Отец и сам любил щелкать затвором. Печатал фотокарточки ночью, расставляя на столе, возле ребячьих кроватей, ванночки. Подымешь веки - все в странном розовом свете. Одно фото висело на стене: сидят на диване мать, Люська и хохочущий отец. Олег стоит рядом, держа в руках смычок и скрипку. Отец посадил их тогда на диван, аппарат укрепил на треножнике, протянул к дивану нитку и сел сам.
- Ну, смейтесь, как положено!- крикнул отец, захохотал и дернул за нитку.
Вспыхнул магний, затвор щелкнул. Все улыбались, как надо, а Олег напряженно следил за ниткой. Так он и получился.

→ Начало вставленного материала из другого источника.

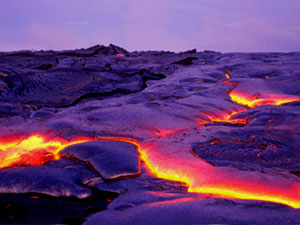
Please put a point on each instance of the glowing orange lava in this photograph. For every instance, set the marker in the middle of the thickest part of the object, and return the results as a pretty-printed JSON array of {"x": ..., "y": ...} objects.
[
  {"x": 258, "y": 100},
  {"x": 32, "y": 151},
  {"x": 198, "y": 175}
]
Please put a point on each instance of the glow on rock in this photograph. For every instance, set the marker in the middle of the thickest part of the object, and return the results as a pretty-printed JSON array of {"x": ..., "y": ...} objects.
[
  {"x": 258, "y": 100},
  {"x": 198, "y": 175},
  {"x": 33, "y": 150}
]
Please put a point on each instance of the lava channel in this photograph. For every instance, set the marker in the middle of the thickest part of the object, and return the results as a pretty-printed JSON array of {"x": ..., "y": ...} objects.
[
  {"x": 263, "y": 99},
  {"x": 198, "y": 175},
  {"x": 33, "y": 150}
]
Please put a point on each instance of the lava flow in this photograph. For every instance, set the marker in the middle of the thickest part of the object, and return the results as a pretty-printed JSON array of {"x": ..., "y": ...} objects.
[
  {"x": 33, "y": 150},
  {"x": 203, "y": 178},
  {"x": 198, "y": 175},
  {"x": 258, "y": 100}
]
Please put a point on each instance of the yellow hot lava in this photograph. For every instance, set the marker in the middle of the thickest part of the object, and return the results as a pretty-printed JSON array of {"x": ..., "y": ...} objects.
[
  {"x": 32, "y": 151},
  {"x": 258, "y": 100}
]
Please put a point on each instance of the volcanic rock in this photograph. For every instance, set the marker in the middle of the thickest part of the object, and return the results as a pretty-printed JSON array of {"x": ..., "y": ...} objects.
[{"x": 110, "y": 159}]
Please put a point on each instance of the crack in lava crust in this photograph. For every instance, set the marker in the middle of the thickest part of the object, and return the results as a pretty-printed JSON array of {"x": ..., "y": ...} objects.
[{"x": 198, "y": 175}]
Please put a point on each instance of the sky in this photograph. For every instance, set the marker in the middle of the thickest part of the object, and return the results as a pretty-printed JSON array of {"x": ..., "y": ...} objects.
[{"x": 175, "y": 25}]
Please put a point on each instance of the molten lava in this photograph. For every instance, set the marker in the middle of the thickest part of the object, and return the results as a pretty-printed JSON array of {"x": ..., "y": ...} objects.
[
  {"x": 198, "y": 175},
  {"x": 258, "y": 100},
  {"x": 32, "y": 151}
]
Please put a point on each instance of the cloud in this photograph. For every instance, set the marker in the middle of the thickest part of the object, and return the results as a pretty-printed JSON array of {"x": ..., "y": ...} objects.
[{"x": 77, "y": 22}]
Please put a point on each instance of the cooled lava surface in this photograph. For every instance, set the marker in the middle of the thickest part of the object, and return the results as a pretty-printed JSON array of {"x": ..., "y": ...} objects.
[{"x": 151, "y": 137}]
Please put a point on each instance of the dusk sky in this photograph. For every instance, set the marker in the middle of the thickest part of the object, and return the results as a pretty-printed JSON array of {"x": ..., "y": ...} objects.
[{"x": 177, "y": 25}]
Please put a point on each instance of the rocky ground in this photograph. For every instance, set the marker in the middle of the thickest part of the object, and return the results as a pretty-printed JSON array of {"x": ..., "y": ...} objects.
[{"x": 106, "y": 136}]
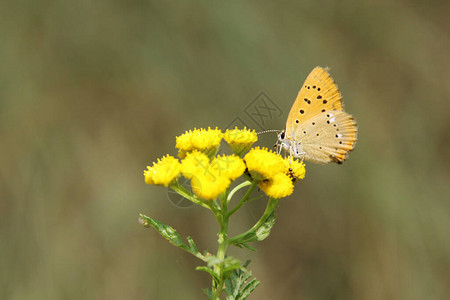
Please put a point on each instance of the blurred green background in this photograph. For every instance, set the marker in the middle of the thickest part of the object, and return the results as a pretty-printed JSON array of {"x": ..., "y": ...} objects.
[{"x": 93, "y": 91}]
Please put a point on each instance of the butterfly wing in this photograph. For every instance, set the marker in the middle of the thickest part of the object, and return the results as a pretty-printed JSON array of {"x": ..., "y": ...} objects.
[
  {"x": 326, "y": 137},
  {"x": 318, "y": 94}
]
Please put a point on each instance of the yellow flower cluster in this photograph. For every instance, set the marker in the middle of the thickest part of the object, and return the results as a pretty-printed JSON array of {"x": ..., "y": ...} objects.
[
  {"x": 211, "y": 175},
  {"x": 211, "y": 178},
  {"x": 163, "y": 172}
]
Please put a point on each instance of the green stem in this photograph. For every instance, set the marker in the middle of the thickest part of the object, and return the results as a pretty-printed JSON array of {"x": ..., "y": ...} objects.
[
  {"x": 217, "y": 288},
  {"x": 177, "y": 187},
  {"x": 237, "y": 188}
]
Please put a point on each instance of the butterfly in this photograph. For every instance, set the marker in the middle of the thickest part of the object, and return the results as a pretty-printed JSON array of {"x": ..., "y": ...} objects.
[{"x": 317, "y": 128}]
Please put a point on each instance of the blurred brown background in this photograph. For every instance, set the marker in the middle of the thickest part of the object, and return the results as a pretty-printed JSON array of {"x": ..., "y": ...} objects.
[{"x": 93, "y": 91}]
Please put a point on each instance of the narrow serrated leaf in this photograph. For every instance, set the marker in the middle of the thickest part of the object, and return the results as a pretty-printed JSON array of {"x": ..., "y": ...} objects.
[
  {"x": 208, "y": 270},
  {"x": 170, "y": 234}
]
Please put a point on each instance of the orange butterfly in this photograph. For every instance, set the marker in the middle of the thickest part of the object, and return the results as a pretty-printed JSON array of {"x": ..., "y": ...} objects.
[{"x": 318, "y": 129}]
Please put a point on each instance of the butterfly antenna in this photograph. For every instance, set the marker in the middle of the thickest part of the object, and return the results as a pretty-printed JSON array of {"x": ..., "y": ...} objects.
[{"x": 271, "y": 130}]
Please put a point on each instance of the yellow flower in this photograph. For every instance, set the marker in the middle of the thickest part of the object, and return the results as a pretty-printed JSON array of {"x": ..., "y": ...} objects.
[
  {"x": 279, "y": 186},
  {"x": 163, "y": 172},
  {"x": 239, "y": 140},
  {"x": 209, "y": 185},
  {"x": 195, "y": 163},
  {"x": 230, "y": 166},
  {"x": 264, "y": 164},
  {"x": 205, "y": 140},
  {"x": 295, "y": 169}
]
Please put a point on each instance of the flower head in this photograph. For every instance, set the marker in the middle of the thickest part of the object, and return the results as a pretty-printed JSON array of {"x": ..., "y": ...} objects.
[
  {"x": 194, "y": 163},
  {"x": 239, "y": 140},
  {"x": 204, "y": 140},
  {"x": 264, "y": 164},
  {"x": 163, "y": 172},
  {"x": 279, "y": 186},
  {"x": 230, "y": 166}
]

Война для Олега началась с мелочей. Приемник велели сдать на почту и выдали квитанцию. После первых налетов отец сказал:
- Придется вам эвакуироваться.
Олег радовался. Кто-то ему ляпнул, что на Урале, куда шли эшелоны с детьми, полным-полно камней-самоцветов, и Олег ехал собирать красивые камушки. Мать плакала. Отец остался на перроне. Художников объединили в группу красить зелеными и желтыми пятнами крыши для маскировки. Ретушеров записали художниками.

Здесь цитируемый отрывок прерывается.